Hirschfeld quickly agreed. The buyback of his wife was going well, which lessened his chances of having to feel all that terrible about what he'd done, or what he was rapidly escalating into, thus making the future promising for his chances of enjoying his life exactly the way it was, without the burden of having to change it.

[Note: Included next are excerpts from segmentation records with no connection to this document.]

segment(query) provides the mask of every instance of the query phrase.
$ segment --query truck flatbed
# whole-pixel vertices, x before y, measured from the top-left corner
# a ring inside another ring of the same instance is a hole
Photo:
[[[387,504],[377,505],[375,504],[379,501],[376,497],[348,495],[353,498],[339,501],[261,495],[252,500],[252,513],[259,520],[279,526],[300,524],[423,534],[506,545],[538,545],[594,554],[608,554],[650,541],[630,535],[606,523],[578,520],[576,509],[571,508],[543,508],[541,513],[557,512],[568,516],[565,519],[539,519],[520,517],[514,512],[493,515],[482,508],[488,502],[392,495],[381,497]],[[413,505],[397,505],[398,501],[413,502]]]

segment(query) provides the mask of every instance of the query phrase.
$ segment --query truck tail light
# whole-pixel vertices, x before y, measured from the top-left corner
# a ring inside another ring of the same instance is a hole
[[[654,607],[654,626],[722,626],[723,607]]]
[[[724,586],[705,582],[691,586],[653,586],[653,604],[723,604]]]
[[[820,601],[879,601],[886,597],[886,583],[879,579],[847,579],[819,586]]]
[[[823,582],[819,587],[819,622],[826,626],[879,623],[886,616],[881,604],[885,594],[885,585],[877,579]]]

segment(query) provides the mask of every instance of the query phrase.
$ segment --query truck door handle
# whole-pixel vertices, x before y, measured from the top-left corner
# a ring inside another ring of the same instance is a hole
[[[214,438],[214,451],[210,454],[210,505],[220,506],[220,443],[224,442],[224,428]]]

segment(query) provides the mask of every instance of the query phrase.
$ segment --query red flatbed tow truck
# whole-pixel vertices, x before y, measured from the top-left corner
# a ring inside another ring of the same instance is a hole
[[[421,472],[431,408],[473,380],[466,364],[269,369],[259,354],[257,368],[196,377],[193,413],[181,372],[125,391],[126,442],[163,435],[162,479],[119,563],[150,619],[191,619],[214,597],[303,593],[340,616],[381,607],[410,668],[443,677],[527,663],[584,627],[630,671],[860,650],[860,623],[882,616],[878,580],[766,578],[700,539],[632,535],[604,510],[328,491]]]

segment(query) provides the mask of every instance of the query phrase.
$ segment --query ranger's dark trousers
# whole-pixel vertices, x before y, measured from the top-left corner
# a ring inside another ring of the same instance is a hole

Rickie wrinkled her lower lip and contemplated darkly this new information. Shank killed somebody? It was all moving too fast. Rickie felt her resolve to leave Hirschfeld dissolve under the pressure of his effort to intensify the attachment between them. She made a mental note to slow down. For now, she'd simply go to bed and avoid seeing the man. Perhaps things would make more sense in the morning.